The tariff cap structure is one of the central regulatory mechanisms preventing pipelines from exercising market power on captive shippers. It limits the rate signal that would otherwise encourage new pipeline construction in tight markets, the structural tension that anchors the post-2014 Northeast pipeline scarcity covered in Chapter 10. The recourse rate is not the market-clearing price. It is the regulated ceiling against which the market clears.
The Order 636 Compliance Deadline, November 1993
On Mon Nov 1, 1993, the major US interstate gas pipelines completed the FERC-mandated transition to open-access transportation under Order 636. Each pipeline filed a restructured tariff separating merchant gas sales from transport service, offered firm transportation on a non-discriminatory basis to any qualifying shipper at the same receipt and delivery points, allocated its existing book of bundled merchant contracts among the new transport tiers, and exited the merchant business entirely.
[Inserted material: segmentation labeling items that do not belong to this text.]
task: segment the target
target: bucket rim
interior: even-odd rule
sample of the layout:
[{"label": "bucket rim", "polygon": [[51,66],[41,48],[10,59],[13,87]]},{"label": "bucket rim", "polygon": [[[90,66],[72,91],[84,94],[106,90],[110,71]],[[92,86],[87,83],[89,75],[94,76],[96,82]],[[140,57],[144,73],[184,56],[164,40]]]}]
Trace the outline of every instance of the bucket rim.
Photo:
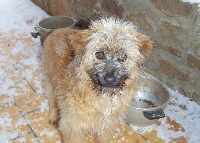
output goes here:
[{"label": "bucket rim", "polygon": [[[60,16],[50,16],[50,17],[47,17],[47,18],[41,20],[41,21],[37,24],[36,29],[39,28],[40,30],[46,30],[46,31],[55,30],[55,29],[49,29],[49,28],[41,27],[40,24],[41,24],[41,22],[43,22],[44,20],[48,20],[48,19],[50,19],[50,18],[62,18],[62,17],[71,19],[71,20],[73,21],[73,23],[72,23],[70,26],[63,27],[63,28],[71,28],[71,27],[73,27],[73,26],[77,23],[77,19],[76,19],[76,18],[72,18],[72,17],[69,17],[69,16],[61,16],[61,15],[60,15]],[[37,31],[39,31],[39,30],[37,30]]]},{"label": "bucket rim", "polygon": [[171,100],[171,93],[170,93],[169,87],[167,87],[164,83],[160,82],[160,81],[159,81],[158,79],[156,79],[156,78],[147,77],[147,76],[144,76],[144,75],[142,75],[142,76],[140,76],[140,77],[142,77],[142,78],[148,78],[148,79],[154,80],[155,82],[160,83],[160,84],[166,89],[169,98],[168,98],[168,100],[167,100],[165,103],[163,103],[162,105],[157,106],[157,107],[153,107],[153,108],[139,108],[139,107],[130,106],[130,105],[128,105],[128,104],[126,104],[126,105],[127,105],[129,108],[131,108],[131,109],[142,110],[142,111],[153,111],[153,110],[158,110],[158,109],[160,109],[160,108],[166,107],[167,104],[169,103],[169,101]]}]

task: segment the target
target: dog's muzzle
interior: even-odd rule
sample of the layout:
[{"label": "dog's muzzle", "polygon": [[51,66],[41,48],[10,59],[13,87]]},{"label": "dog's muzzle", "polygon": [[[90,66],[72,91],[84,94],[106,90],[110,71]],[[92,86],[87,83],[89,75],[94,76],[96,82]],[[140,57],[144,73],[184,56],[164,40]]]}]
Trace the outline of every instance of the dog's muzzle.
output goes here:
[{"label": "dog's muzzle", "polygon": [[117,88],[121,86],[126,79],[124,76],[120,76],[115,73],[106,73],[103,76],[96,75],[95,78],[97,79],[96,81],[98,85],[110,88]]}]

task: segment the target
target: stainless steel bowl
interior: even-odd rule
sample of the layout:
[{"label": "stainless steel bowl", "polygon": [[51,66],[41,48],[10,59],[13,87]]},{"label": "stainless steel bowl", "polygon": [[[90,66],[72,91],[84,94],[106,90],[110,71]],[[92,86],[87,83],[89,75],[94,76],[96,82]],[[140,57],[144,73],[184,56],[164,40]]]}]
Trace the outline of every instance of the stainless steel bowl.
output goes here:
[{"label": "stainless steel bowl", "polygon": [[159,81],[141,76],[134,99],[127,109],[128,124],[148,126],[165,117],[164,109],[170,100],[170,93]]},{"label": "stainless steel bowl", "polygon": [[38,26],[34,27],[37,31],[31,32],[34,38],[40,36],[41,43],[44,42],[46,36],[55,29],[59,28],[73,28],[77,20],[67,16],[51,16],[39,22]]}]

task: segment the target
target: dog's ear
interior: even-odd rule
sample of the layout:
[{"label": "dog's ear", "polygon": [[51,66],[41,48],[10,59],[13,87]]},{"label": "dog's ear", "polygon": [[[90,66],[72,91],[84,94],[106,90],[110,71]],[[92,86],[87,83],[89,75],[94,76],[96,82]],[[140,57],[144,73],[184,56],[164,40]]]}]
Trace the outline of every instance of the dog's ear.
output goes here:
[{"label": "dog's ear", "polygon": [[153,41],[144,34],[138,34],[136,37],[138,39],[137,45],[140,47],[141,54],[146,56],[152,49]]},{"label": "dog's ear", "polygon": [[89,30],[80,30],[79,32],[70,36],[75,53],[79,53],[81,49],[85,47],[85,45],[88,43],[89,36]]}]

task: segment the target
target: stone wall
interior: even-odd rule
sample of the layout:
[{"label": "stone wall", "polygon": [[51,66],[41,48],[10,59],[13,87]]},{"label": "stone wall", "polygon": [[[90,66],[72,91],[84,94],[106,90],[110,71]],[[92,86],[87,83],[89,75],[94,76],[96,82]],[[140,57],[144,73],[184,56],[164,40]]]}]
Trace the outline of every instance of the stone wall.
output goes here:
[{"label": "stone wall", "polygon": [[200,103],[200,15],[180,0],[33,0],[50,15],[134,22],[155,42],[145,70]]}]

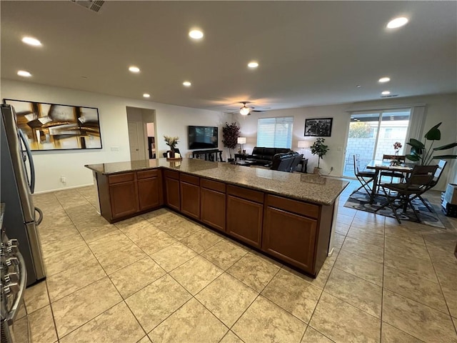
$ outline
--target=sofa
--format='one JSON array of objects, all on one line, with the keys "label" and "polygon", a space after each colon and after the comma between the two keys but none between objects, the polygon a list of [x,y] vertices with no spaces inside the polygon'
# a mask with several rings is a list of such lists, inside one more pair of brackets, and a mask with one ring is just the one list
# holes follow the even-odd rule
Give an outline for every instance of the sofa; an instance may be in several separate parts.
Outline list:
[{"label": "sofa", "polygon": [[253,165],[271,166],[273,157],[276,154],[285,154],[291,151],[288,148],[266,148],[254,146],[252,154],[246,157],[246,161],[253,162]]}]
The transition was contentious. Producers sued. LDCs sued. State regulators sued. The DC Circuit Court of Appeals upheld Order 636 in July 1996 in United Distribution Companies v. FERC, with modifications to the cost-recovery treatment of the pipelines’ stranded merchant-portfolio costs. Most pipelines absorbed several billion dollars of stranded costs against their rate base, with recovery allocated across LDCs and end-users through a transition cost surcharge that ran off over an extended horizon.
Before November 1993 the pipeline owned the molecule. After November 1993 the LDC owned the molecule, the pipeline owned the pipe, and a new market in transport contracts and capacity release filled the space between. The architecture of every section in this chapter dates to that month.
The contract layer determines who moves the molecule. Chapter 17 turns to the regulatory architecture that built that layer, and to the federal and state environmental and methane policy framework that now shapes what the layer is allowed to deliver.